The Sculls have three daughters, Rebecca, Jessica and Marissa, now 17, 15 and 13. And Gloria liked being a stay-at-home mom for her girls, but she kept getting job offers anywhere she shopped.

She’d been a bus greeter at Bally’s Atlantic City when she and Don met, and “we were really good at customer service,” says Patty Roswell, a former bus-greeter herself, who lives in Galloway Township — a mile or so from her twin’s home.

The twins and their 15-months-older sister, Catherine, had traveled the world with their parents, Bob and Gloria — Bob was a Navy man, then a civilian specializing in helicopter electronics. The Belisle girls did two years of grade school in Japan, and high school was in Rome. So they were the new kids their whole lives, and they learned to make friends fast.

When she could finally settle down as an adult, Gloria got a job at the ShopRite deli where she bought the family’s lunchmeat. After another pregnancy, the Babies ‘R’ Us recruited her.

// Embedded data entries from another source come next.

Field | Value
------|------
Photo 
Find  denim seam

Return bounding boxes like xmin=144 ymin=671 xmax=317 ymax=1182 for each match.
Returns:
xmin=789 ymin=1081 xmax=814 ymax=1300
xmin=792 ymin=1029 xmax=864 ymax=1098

Then she got a job at her kids’ day-care center.

“She always had a smile on her face, and everyone liked her,” Don says. “They wanted her to work there because she was always smiling.”

Gloria managed to keep that approach going even when she was diagnosed with advanced cancer in 2010.

 “She wouldn’t let cancer define her. She used her sense of humor the whole time,” says Catherine Belisle, the big sister, of Parkland, Fla. “All the doctors and nurses couldn’t believe her positive attitude.”

Gloria fought her cancer for more than two years — and was cancer-free for a few blessed months last year. But by last November, it was back.

Gloria kept fighting, with help from her whole family. And at her crowded funeral services, her sister remembers this clearly:

“Her sense of humor, and her laughter,” Catherine says. “That was all you heard about her.”

A Life Lived appears Tuesdays and Saturdays.